An application programming interface (API) is being implemented and will serve the data stored in SISS-Geo to other systems. The installation of an instance of IPT [41] is also planned and will allow this same data to be exposed in the Darwin Core [53] standard along with EML [15] metadata . This will enable global and national biodiversity databases, such as GBIF and SiBBr [16], to collect the species occurrence records stored in SISS-Geo. As a result of the need to integrate information on wildlife, human and livestock health, several conversations have been made with the OIE’s Brazilian focal point in the government’s Ministry for Agriculture, Livestock and Food Supply of Brazil. The plan is for information from SISS-Geo to feed the SIZ (Brazilian National Animal Health Information System) database, which will subsequently power the WAHIS database. Since 2017 the transfer of information has been done informally, with the reporting of notifications of dead and sick animals. Systematic integration in the various national information systems, both human health and livestock production, also depends on many political and legal advances and, in particular, on the strengthening of the structure that supports the laboratory diagnosis of pathogens that do not appear in the notifiable diseases nor for humans, or livestock. The integration data from additional data providers that are relevant to the application area of SISS-Geo is planned, following the rules and national legislation.

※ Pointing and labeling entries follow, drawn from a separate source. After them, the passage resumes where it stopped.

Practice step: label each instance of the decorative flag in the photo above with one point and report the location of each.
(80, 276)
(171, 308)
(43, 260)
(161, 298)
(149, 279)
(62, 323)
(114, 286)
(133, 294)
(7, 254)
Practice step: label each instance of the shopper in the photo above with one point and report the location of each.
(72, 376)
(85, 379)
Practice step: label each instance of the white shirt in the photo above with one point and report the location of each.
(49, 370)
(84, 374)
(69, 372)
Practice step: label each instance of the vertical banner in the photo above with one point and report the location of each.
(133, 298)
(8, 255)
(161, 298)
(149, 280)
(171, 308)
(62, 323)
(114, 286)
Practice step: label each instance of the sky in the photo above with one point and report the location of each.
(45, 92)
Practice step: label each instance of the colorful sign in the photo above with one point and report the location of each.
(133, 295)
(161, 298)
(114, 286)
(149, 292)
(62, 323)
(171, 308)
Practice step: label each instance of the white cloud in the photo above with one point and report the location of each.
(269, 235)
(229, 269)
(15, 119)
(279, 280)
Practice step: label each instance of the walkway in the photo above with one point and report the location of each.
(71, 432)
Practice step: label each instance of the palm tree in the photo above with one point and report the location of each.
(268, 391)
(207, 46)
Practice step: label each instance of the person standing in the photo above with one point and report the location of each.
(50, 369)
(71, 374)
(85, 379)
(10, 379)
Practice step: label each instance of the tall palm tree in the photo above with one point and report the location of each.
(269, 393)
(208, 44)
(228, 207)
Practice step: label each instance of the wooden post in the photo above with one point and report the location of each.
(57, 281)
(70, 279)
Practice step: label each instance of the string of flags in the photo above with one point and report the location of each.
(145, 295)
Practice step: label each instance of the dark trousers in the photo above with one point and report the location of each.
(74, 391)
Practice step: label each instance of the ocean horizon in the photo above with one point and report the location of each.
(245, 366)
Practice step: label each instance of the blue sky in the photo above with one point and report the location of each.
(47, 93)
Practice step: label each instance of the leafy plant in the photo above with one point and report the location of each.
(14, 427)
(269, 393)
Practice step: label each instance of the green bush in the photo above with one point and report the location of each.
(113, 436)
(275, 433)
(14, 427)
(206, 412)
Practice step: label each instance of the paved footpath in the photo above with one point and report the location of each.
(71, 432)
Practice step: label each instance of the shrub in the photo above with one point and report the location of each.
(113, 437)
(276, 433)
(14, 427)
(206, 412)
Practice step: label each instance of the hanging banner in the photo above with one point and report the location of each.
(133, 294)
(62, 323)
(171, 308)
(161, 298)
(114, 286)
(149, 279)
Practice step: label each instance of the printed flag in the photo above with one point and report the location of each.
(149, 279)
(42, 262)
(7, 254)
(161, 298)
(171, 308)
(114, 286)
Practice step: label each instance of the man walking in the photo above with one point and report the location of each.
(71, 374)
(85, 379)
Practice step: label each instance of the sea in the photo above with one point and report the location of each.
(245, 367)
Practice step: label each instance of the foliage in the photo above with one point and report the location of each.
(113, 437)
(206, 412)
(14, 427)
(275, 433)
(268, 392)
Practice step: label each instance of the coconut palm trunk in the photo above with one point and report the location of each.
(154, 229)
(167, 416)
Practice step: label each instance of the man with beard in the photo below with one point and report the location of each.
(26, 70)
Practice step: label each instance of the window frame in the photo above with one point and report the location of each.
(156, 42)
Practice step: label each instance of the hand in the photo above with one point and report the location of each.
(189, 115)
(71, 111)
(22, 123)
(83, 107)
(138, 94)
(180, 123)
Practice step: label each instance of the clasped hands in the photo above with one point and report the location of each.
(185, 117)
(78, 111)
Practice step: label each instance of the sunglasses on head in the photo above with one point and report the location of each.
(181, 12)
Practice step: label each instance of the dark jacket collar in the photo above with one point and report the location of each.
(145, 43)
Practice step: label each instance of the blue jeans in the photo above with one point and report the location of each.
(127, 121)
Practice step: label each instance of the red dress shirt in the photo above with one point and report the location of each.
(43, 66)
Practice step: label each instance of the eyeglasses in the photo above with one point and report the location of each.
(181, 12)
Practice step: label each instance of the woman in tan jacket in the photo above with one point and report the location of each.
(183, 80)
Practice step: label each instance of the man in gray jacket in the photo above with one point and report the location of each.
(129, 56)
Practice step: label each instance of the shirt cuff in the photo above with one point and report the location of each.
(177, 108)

In one way or another, the authors believe that the SISS-Geo platform addresses the five challenges mentioned in Section 1:

  1. 1.

    Decision-makers can be sensitized to the importance of wildlife monitoring through multiple avenues, such as (i) scientific communication (as this document itself) and (ii) models of diseases occurrence that are capable of anticipating outbreaks. SISS-Geo is being used in ongoing collaborative work with the Secretariat of Health Surveillance (Brazilian Ministry of Health) to generate data-driven Yellow Fever models.

  2. 2.

    Regarding the second challenge, being an easy-to-use GIS-based tool that leverages citizen scientists as the primary source of data collection from wildlife health, SISS-Geo is not impaired by large territorial extension neither is it dependent on sectoral policies and government health staff. The independent network of experts and laboratories takes care of alert confirmation; concomitantly, the active-learning approach proposed in Section 2.3.1 would hopefully minimize the human resource involved in this task.

  3. 3.

    SISS-Geo has been designed since the beginning as a platform aimed at integrating seamlessly multiple agents and skills. Each agent, whether it is a citizen scientist, specialist, laboratory, or decision-maker, has a well-defined role in SISS-Geo. Citizen scientists and specialists can both upload records of observations to SISS-Geo; the difference is that records provided by experts tend to be more comprehensive and reliable. After that, they are validated and, if alerts are predicted, the network of experts and laboratories are asked to confirm or deny them. From the confirmed/denied data, models that correlate factors and occurrence are built via machine-learning techniques with the aid of experts. Then, occurrence cases, alerts, and models are communicated to decision-makers, enabling them to make informed decisions on possibly imminent outbreaks.

  4. 4.

    For obtaining, storing, and managing data properly, this is effectively accomplished in SISS-Geo thanks to its architecture with a dedicated Web server, database server, and HPC resources (Fig. 7). There are ongoing efforts into making the SISS-Geo mobile application capable of operating flawlessly in offline mode, which is very common in remote areas of the country.

  5. 5.

    Finally, the fifth challenge concerning the identification and prediction of risks from data, as well as the extraction and communication of relevant information, are also part of the SISS-Geo workflow, tackled respectively by the tasks of modeling of disease occurrence (Section 2.3.2) and model interpretation (Section 2.3.3).